В рамках фрейдистского психоанализа это, может быть, и верная трактовка. Но уже Юнг с этим спорит, уже Фромм пытается выйти за эти рамки. Их к этому подталкивает тот массовый невроз, что сучился с человечеством в XX веке. Сама история — это коллективная терапия, сам историк в том или ином роде — аналитик.
Если сравнивать бессознательное с текстом, как это делает Фуко, то аналитик — это герменевт. Символическая система, какой представлена культура в работах, к примеру, Кассирера — это текст, автором которого выступает коллективное бессознательное. И сам процесс истории — это процесс перформативного чтения этого текста, где с каждой прочитанной строкой меняется общая структура, перестраиваясь и налаживая новые отношения между символами. А это, если можно вообще совместить эти два различных подхода, — генеалогическая герменевтика.
Для двух горных вершин основание находится в одном хребте, так и для двух разных символов с их генеалогическим укоренением мы обнаруживаем одно основание, одно означающее, с необходимостью обнаруживающееся в более архаичных формах культуры.
Это и есть процесс психоанализа, возможно не в аутентичном, но современном контексте — это и есть процесс терапии, т. е, реструктуризация ригидных конструктов системы.
Психология во второй половине XX века демонстрирует гибкость своей машинерии: мы видим не только различные парадигмы, где подход к бессознательному может резко отличаться от фрейдистского (вплоть до «секуляризации»), но мы видим и разницу в результатах. Та оптика, с которой мы приходим к этому тексту даёт не только различные возможности по чтению этого текста (в том числе и появление новых уровней), но и различные новые смыслы (как отношения между означающим и означаемым, — как рёбра графа). Потому бессознательное (будь это телесная автоматика или трансцендентальный канал с вечность), — символично. Потому и культура — открыта к герменевтике.

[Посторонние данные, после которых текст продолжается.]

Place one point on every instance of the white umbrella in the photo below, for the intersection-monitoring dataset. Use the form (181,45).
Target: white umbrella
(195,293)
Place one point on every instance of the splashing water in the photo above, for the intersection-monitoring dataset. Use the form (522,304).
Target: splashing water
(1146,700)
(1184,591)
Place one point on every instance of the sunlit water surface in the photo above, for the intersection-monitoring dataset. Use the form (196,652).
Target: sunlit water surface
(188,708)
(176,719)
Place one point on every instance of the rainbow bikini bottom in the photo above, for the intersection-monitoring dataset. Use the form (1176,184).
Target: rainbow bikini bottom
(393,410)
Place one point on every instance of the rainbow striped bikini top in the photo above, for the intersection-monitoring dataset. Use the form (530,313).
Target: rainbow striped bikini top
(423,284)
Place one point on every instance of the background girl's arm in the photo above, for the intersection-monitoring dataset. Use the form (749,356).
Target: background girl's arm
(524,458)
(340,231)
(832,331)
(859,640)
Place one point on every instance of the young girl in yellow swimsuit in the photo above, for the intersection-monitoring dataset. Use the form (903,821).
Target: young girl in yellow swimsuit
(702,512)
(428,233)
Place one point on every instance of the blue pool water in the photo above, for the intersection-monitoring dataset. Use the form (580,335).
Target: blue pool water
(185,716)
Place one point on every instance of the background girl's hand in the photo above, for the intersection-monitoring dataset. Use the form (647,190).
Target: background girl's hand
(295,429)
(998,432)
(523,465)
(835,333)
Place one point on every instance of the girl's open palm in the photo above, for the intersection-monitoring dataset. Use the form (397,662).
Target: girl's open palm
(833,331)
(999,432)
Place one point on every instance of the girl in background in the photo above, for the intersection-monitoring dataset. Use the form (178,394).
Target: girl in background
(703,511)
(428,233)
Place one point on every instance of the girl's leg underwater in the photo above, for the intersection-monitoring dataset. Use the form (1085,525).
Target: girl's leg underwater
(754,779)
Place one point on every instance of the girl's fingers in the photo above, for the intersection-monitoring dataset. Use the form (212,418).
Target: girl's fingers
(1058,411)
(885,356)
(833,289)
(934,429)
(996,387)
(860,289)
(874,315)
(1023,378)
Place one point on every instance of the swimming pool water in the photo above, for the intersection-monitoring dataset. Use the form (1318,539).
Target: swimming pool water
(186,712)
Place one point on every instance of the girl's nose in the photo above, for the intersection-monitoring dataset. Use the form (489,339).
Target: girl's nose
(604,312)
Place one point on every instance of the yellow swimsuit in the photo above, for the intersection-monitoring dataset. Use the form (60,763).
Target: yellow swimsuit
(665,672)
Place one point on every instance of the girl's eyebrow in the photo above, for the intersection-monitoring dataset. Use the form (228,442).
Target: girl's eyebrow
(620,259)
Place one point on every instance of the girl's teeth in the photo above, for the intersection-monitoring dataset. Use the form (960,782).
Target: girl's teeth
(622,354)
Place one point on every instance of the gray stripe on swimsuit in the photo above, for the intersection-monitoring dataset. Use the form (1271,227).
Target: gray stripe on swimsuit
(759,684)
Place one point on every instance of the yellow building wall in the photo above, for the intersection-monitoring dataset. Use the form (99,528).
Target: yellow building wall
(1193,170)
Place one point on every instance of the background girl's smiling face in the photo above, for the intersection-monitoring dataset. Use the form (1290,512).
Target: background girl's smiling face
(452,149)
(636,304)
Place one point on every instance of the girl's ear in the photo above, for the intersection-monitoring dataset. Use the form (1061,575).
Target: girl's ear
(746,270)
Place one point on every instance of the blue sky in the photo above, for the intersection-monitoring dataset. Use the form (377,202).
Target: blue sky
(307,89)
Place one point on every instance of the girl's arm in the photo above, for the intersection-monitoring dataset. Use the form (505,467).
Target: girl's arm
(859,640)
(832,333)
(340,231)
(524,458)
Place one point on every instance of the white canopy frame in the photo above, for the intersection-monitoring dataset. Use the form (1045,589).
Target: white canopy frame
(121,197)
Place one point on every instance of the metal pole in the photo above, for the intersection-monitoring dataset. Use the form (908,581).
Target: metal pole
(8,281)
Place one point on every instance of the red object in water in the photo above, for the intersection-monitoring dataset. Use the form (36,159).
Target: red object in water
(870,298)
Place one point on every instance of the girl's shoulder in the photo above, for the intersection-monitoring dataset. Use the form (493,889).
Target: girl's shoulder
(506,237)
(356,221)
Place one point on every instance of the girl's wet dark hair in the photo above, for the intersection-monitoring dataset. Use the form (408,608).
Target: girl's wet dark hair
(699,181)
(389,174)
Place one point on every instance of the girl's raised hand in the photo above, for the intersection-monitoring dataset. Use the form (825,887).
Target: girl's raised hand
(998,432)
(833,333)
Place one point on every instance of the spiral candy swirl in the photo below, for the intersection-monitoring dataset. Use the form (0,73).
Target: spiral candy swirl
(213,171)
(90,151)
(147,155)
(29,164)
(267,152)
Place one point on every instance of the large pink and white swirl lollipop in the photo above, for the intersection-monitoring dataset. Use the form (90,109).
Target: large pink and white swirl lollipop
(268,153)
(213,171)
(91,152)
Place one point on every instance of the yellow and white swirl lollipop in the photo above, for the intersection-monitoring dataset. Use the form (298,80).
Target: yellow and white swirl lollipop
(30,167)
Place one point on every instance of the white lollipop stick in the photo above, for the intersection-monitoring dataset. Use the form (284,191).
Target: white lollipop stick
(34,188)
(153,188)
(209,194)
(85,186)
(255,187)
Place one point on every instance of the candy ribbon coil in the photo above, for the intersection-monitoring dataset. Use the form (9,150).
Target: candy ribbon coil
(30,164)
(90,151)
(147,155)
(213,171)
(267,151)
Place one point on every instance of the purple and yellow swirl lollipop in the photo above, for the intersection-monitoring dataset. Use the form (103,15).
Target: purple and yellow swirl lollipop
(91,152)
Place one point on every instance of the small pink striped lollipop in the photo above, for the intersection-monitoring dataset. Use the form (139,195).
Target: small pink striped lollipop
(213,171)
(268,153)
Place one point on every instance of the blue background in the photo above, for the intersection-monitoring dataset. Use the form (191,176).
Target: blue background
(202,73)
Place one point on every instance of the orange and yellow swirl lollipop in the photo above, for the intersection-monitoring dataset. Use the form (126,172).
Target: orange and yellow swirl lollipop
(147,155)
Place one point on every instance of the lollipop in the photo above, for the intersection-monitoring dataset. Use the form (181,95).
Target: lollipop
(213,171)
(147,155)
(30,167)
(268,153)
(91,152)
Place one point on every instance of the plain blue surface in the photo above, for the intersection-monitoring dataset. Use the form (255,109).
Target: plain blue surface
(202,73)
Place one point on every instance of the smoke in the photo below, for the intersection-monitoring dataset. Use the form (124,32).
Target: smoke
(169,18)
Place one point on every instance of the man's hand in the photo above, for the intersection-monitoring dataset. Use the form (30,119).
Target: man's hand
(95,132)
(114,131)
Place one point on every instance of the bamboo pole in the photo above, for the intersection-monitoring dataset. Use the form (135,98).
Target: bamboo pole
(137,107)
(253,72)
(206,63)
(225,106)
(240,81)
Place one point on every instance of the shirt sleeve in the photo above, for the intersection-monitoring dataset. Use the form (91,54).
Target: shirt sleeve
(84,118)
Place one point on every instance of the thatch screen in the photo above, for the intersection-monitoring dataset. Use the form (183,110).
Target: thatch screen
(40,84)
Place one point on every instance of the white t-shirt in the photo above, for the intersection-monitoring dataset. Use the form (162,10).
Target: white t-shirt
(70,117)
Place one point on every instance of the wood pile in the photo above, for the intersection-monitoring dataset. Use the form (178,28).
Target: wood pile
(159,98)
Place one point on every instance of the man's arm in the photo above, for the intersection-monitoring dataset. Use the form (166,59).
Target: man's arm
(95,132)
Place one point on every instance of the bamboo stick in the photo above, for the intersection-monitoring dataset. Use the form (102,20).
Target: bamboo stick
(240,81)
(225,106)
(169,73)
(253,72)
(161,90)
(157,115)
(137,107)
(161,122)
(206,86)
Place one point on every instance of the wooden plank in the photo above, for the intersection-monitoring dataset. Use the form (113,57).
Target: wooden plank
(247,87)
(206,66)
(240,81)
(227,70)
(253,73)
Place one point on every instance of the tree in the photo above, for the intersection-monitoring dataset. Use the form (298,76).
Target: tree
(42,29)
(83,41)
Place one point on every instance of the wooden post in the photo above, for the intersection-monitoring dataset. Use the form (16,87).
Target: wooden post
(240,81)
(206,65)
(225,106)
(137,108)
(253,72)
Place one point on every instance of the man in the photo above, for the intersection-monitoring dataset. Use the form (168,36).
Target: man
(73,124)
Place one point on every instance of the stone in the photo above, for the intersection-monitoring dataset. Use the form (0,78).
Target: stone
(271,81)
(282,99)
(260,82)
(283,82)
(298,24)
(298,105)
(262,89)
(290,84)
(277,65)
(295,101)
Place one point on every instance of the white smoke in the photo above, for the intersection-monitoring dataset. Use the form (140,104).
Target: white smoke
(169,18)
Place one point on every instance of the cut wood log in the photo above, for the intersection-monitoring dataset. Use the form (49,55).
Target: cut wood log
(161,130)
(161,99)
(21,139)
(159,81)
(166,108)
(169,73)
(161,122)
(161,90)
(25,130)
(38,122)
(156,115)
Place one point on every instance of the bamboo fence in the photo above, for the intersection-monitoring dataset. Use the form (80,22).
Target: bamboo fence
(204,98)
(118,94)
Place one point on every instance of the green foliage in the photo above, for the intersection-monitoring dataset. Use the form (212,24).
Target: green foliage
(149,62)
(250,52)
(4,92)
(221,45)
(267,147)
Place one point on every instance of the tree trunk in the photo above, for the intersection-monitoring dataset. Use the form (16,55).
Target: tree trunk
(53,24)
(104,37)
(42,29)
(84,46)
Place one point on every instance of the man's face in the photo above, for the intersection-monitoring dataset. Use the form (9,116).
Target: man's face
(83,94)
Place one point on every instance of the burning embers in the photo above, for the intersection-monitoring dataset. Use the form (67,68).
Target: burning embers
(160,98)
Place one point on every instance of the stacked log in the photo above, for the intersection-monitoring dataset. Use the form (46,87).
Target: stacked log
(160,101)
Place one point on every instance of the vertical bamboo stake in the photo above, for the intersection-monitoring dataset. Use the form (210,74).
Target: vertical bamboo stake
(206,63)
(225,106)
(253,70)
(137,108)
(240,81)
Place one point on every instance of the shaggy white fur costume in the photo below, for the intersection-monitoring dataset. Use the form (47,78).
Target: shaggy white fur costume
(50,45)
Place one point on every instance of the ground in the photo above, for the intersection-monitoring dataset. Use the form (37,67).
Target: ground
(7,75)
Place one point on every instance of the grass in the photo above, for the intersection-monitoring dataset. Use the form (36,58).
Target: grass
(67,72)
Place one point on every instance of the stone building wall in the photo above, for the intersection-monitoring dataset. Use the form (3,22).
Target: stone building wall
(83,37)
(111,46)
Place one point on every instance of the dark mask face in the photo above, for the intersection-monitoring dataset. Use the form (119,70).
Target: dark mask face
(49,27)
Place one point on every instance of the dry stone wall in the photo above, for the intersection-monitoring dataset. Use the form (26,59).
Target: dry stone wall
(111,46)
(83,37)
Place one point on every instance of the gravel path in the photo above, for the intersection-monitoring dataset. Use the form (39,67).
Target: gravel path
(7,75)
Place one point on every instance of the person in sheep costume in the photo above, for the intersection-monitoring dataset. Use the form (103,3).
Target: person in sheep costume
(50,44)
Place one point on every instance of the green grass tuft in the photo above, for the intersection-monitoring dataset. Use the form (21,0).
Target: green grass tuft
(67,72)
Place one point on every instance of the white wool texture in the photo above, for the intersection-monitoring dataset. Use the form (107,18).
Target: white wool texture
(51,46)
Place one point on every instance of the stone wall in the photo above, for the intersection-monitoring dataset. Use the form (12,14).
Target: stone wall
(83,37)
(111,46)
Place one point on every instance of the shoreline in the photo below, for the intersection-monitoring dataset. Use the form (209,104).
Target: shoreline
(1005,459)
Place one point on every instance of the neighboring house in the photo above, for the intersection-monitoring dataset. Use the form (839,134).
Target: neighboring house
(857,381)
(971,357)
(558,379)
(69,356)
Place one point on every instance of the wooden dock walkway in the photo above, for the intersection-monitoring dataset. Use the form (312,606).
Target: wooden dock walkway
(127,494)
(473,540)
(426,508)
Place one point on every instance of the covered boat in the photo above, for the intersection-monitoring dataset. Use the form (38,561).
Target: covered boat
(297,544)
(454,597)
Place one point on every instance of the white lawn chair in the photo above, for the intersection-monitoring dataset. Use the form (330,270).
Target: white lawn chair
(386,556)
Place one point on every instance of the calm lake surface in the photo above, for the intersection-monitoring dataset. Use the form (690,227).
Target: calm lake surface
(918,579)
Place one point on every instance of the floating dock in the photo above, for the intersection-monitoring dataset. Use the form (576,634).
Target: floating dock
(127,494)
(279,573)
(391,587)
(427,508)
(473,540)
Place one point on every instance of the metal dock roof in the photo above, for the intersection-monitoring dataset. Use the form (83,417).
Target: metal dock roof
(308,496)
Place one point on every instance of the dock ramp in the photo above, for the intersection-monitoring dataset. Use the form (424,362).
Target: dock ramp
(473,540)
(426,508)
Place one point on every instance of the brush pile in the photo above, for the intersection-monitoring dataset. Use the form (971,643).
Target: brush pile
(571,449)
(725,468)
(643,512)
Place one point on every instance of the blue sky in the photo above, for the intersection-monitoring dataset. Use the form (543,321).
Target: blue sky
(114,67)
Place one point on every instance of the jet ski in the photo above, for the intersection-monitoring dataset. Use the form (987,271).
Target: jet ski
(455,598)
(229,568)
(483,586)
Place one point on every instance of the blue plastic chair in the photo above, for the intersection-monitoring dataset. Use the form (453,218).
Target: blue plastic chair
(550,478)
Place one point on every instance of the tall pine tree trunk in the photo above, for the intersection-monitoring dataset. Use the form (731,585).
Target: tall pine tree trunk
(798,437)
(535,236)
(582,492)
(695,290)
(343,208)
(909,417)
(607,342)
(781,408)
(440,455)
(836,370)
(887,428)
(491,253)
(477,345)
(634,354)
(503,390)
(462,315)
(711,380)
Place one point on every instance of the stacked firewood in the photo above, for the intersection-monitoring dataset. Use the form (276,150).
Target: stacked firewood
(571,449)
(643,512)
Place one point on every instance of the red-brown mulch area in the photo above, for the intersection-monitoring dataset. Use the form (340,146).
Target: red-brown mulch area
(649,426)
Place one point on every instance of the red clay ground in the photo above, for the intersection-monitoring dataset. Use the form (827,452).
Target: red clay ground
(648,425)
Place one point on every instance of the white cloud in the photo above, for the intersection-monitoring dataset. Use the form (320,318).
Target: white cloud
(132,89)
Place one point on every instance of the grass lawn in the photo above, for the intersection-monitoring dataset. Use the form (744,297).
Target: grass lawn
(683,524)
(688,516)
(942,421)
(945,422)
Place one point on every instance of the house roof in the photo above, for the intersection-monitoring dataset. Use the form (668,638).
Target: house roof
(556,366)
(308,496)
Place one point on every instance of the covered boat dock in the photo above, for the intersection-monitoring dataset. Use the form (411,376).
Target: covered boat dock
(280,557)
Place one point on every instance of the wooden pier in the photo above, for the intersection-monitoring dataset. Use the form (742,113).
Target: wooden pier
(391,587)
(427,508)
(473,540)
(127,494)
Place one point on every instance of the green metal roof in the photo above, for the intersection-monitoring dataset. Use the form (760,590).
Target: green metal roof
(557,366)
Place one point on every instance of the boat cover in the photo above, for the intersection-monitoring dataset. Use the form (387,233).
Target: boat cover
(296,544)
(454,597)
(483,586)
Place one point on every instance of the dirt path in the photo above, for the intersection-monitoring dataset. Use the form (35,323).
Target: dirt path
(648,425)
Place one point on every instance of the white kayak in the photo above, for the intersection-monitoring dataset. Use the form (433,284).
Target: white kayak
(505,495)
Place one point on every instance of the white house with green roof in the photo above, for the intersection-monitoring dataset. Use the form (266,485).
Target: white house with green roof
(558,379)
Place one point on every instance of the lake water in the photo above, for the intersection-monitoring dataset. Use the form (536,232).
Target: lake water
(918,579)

Терапия культуры, анализ культуры, — это анализ массовости, это терапия массовости. В итоге мы видим следующее: именно «изоморфизм» структур внутри разных «индивидуальных процедур» и подталкивает нас к систематизации этих находок, «археологию» если угодно, — попытку собрать по кускам более сложное целое. А это ни что иное, как системный подход, именно в этой точки отчасти — генеалогический.
И только в XIX веке, благодаря Ницше, через появление трактовок религиозных текстов, через психоанализ, который открыл интерпретацию знаков, в западной культуре появились интерпретативные техники, техники комментирования, которые существовали еще в Александрии до христианства, но не могли дойти до западного мира вплоть до конца XVI века, до Ренессанса, до картезианства. Эти интерпретативные техники были названы Дильтеем словом „понимать“, которому сложно дать определение.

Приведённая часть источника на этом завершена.